Modern & Contemporary South Asian Art

Modern & Contemporary South Asian Art

View full screen - View 1 of Lot 67. ZARINA | HOMES I MADE .

PROPERTY FROM THE COLLECTION OF JOHN MOORE BEING SOLD TO BENEFIT INTERNATIONAL STUDIO & CURATORIAL PROGRAM (ISCP), NEW YORK

ZARINA | HOMES I MADE

Auction Closed

March 16, 05:19 PM GMT

Estimate

5,000 - 7,000 USD

Lot Details

Description

PROPERTY FROM THE COLLECTION OF JOHN MOORE BEING SOLD TO BENEFIT INTERNATIONAL STUDIO & CURATORIAL PROGRAM (ISCP), NEW YORK

ZARINA

b. 1937

HOMES I MADE 


Cast and painted aluminium 

3 x 2 ¼ x 2 ¼ in. (7.6 x 5.7 x 5.7 cm.)

Executed in 1991

Gifted from the artist to John L. Moore

Zarina not only mastered the art of print-making but also explored her ideas in the three-dimensional sphere. She cast works in paper, metal, wood and terra-cotta. The present lot is a sculpture cast in aluminum and painted in a dark color. It concerns itself with the concept of ‘home’ “whether personal, geographical, national, spiritual, or familial” a theme that resonates throughout her artistic oeuvre. (Where are They Now?
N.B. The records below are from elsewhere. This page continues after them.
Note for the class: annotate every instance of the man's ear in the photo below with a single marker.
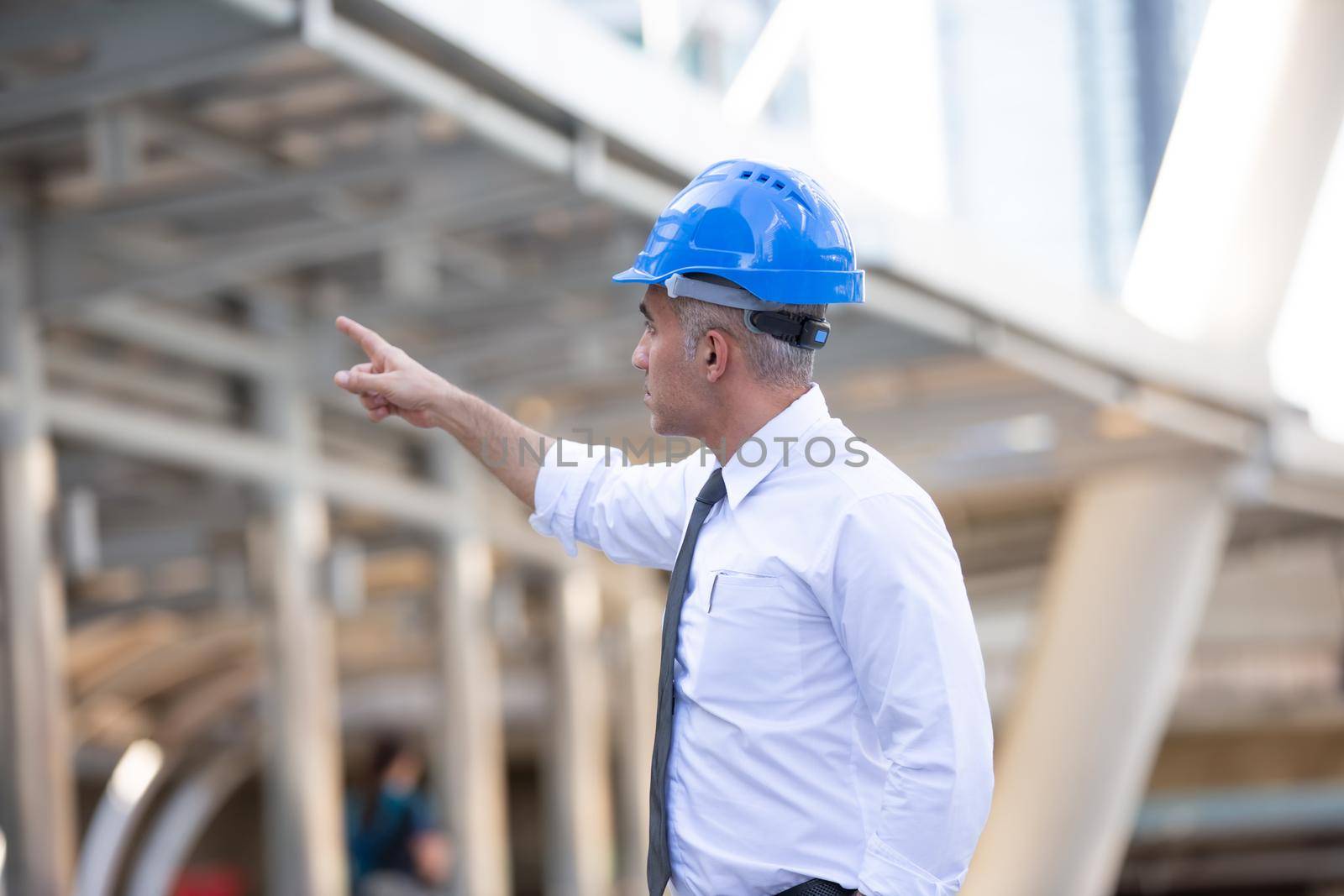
(716, 355)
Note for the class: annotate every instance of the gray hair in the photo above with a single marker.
(770, 359)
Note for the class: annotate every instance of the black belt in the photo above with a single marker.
(817, 887)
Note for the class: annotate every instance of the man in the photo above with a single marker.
(823, 723)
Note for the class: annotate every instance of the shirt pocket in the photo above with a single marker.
(749, 587)
(756, 642)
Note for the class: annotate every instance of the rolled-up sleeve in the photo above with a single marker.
(900, 611)
(633, 513)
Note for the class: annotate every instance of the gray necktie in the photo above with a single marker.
(660, 866)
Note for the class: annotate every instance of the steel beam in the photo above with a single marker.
(636, 684)
(37, 794)
(580, 848)
(474, 204)
(470, 716)
(1122, 602)
(302, 752)
(178, 45)
(1240, 177)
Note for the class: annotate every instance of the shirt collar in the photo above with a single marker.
(743, 473)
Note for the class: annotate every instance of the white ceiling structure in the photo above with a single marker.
(205, 186)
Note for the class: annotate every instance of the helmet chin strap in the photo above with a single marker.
(761, 317)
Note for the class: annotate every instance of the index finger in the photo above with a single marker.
(367, 338)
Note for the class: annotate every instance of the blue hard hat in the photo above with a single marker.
(770, 230)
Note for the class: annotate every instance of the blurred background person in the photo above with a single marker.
(396, 844)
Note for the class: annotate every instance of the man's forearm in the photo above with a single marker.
(508, 449)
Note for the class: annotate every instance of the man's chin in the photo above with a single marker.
(663, 426)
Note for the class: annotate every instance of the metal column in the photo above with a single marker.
(302, 727)
(37, 794)
(580, 856)
(1121, 606)
(635, 707)
(468, 743)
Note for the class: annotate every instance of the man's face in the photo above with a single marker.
(671, 389)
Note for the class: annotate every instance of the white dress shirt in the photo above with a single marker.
(831, 715)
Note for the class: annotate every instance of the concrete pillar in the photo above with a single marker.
(635, 712)
(1241, 174)
(37, 795)
(580, 853)
(468, 728)
(304, 805)
(1122, 602)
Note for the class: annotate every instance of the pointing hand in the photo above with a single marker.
(391, 382)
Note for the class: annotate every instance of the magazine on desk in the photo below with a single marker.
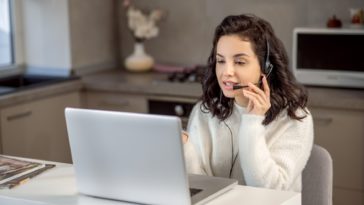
(14, 172)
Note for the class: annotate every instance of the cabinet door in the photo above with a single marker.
(115, 101)
(38, 129)
(341, 132)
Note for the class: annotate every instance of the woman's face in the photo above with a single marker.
(236, 63)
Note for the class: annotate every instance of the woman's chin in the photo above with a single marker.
(229, 94)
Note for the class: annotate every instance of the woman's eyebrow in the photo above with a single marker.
(236, 55)
(240, 55)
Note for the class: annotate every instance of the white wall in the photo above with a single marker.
(46, 34)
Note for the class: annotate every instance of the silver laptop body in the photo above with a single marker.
(134, 157)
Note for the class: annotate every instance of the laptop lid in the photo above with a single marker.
(131, 157)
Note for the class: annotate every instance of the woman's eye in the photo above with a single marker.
(240, 62)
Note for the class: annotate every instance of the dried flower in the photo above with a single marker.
(142, 25)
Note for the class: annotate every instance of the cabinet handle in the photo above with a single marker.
(19, 115)
(114, 104)
(324, 120)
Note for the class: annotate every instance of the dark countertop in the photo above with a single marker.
(35, 93)
(156, 84)
(152, 83)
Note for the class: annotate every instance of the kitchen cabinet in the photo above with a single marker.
(37, 129)
(115, 101)
(341, 132)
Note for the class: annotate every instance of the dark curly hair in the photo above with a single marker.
(286, 92)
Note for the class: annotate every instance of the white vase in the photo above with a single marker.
(139, 61)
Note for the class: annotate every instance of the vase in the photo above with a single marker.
(139, 61)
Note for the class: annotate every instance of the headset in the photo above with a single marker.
(267, 69)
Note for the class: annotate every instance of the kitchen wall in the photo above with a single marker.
(58, 37)
(186, 34)
(93, 32)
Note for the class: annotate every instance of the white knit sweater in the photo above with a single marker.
(271, 156)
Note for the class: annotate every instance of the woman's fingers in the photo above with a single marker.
(261, 99)
(266, 87)
(257, 90)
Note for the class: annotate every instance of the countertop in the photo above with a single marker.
(152, 83)
(156, 84)
(39, 92)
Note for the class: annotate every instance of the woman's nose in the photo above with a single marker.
(229, 69)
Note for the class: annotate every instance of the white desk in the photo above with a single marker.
(58, 186)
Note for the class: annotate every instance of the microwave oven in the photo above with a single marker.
(329, 57)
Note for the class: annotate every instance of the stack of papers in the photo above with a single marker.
(14, 172)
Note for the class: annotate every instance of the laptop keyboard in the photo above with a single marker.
(194, 191)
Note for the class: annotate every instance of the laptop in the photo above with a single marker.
(135, 158)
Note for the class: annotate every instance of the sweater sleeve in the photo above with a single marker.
(276, 165)
(197, 145)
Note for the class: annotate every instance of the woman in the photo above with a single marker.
(252, 123)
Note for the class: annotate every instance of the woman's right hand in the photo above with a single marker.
(184, 135)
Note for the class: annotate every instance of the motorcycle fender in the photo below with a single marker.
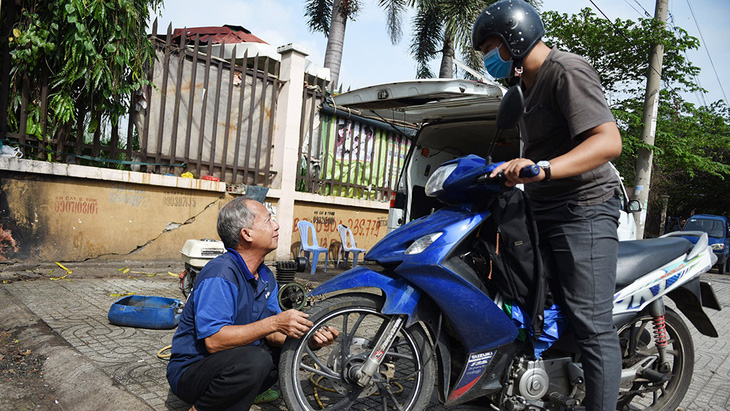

Works by Zarina Hashmi, https://hammer.ucla.edu/blog/2018/07/where-are-they-now-works-by-zarina-hashmi) As she states, “I make a home wherever I am. My home is my hiding place, a house with four walls, sometimes with four wheels.” (Tasnim, Zarina Hashmi: Mapping Home, Muslim Media Watch,https://www.patheos.com/blogs/mmw/2012/01/zarina-hashmi-mapping-home/)


The aluminum is not shiny or glossy but dark, the structure is a simple geometrical form – a cube with a triangular roof and circular wheels. It has the appearance of a woodblock structure created by a child while at play. Could it be an old childhood toy that was once lost and found so many years later, conjuring up memories of childhood? The wheels are suggestive of the peripatetic life Zarina has led and more generally the life of a migrant, someone who has been on the move. (Z. Jumabhoy, The Art of Zarina, ArtForum online, https://www.artforum.com/print/201907/zehra-jumabhoy-on-the-art-of-zarina-80522)


While simple in appearance, the sculpture raises several complex questions – Is the house inhabited? Whose house is it? Is it Zarina’s house or does it belong to one of the families making that difficult journey across the then newly formed Radcliffe Line at the time of Partition?